In gene expression analysis, RNA-Seq is often described as a newer and more powerful method than microarrays. Indeed, RNA-Seq has many advantages, such as not depending on predefined probe design, being able to analyze a broader range of transcripts, and offering greater flexibility for reanalysis.
However, RNA-Seq is not a simple upgrade from microarrays. Because RNA-Seq and microarrays are based on different measurement principles, the genes that are easier to detect, the genes that are harder to interpret, and the range of measurements that can be reliably compared are not the same.

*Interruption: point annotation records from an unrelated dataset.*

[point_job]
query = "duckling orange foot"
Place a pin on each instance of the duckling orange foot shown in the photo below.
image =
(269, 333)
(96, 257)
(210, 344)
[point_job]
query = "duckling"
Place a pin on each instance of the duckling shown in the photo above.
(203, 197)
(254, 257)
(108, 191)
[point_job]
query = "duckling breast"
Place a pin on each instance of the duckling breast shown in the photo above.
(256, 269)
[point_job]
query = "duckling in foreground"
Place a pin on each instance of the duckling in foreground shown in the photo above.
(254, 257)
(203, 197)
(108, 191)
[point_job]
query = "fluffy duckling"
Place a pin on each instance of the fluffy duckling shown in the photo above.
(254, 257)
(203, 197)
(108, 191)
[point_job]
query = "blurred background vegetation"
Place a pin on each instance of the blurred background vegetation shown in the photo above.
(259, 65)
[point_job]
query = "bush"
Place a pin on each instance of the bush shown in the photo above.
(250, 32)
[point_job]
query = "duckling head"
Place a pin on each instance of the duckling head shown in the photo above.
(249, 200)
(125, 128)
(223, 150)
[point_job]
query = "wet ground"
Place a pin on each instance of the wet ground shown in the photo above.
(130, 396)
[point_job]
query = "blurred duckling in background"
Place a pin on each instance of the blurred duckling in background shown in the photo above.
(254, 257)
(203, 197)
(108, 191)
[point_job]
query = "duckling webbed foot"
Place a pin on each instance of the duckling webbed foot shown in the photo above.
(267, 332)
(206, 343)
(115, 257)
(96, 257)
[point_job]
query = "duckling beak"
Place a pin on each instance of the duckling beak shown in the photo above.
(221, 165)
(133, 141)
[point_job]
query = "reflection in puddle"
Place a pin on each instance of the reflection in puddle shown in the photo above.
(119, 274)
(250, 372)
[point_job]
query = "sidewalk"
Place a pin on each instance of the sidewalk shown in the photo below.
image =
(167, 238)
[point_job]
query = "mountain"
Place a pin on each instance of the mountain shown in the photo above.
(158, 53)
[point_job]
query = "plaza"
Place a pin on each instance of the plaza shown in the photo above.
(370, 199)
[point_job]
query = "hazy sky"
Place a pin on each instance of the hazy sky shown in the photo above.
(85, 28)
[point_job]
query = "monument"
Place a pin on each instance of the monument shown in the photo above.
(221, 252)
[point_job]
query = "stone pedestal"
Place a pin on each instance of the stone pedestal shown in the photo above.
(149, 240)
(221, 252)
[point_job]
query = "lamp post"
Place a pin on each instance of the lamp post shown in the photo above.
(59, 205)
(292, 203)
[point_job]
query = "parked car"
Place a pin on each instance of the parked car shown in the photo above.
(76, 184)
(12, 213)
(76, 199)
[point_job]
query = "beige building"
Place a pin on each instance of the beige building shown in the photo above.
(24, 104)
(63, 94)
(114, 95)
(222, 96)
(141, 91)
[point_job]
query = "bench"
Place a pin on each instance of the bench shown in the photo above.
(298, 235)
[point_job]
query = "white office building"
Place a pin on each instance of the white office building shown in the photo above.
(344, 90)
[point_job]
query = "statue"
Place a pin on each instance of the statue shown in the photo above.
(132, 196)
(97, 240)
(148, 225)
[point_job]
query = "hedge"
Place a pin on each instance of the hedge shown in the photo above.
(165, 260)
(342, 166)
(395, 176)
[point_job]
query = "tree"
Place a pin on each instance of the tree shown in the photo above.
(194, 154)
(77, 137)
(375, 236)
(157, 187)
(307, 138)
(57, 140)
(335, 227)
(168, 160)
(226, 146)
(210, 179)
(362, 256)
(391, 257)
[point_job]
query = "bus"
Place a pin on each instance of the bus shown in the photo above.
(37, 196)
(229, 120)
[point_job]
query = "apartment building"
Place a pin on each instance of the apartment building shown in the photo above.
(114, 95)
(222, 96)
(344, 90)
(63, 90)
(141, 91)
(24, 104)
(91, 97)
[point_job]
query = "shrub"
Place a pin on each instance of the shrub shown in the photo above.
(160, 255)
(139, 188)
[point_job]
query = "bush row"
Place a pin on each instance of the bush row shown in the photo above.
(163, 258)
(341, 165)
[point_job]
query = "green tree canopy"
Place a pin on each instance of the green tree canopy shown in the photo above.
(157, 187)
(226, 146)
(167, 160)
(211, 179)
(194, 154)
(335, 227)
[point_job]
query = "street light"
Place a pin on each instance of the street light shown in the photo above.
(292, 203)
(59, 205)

There are multiple microarray platforms. In this page, we use Agilent microarrays as an example of a platform that is still sometimes used as a relatively stable source of gene expression data. When we refer to “microarrays” below, we are mainly referring to Agilent microarrays.
The important question is not which technology is always better. What matters is understanding the characteristics of each method, looking at the actual data, and deciding which range of the data can be trusted for interpretation.
RNA-Seq and microarrays are based on different measurement principles
In RNA-Seq, libraries are prepared from RNA and sequenced. The resulting reads are then assigned to a genome or transcriptome to estimate gene-level expression. As a result, read depth, library preparation, gene length, sequence mappability, the handling of multi-mapping reads, annotation, and expression quantification methods can all affect the results.
In contrast, microarrays measure signals generated by the hybridization of sample-derived nucleic acids to predefined probes. The measurement targets are limited to genes or regions for which probes have been designed, but within the same platform, the fixed probe set can make stable comparisons easier.
In other words, although RNA-Seq and microarrays may both appear to measure “gene expression,” they estimate expression values based on different measurement principles. Therefore, when interpreting differences between results, it is necessary to consider the target nucleotide sequence, read mappability, the possibility of multi-mapping, and the region measured by the probe.
Early RNA-Seq comparison papers should be read carefully from today’s perspective
From the early to mid-2010s, many papers compared RNA-Seq with microarrays. These papers often claimed that RNA-Seq could detect more genes than microarrays, was better for low-expression genes, and had a wider dynamic range.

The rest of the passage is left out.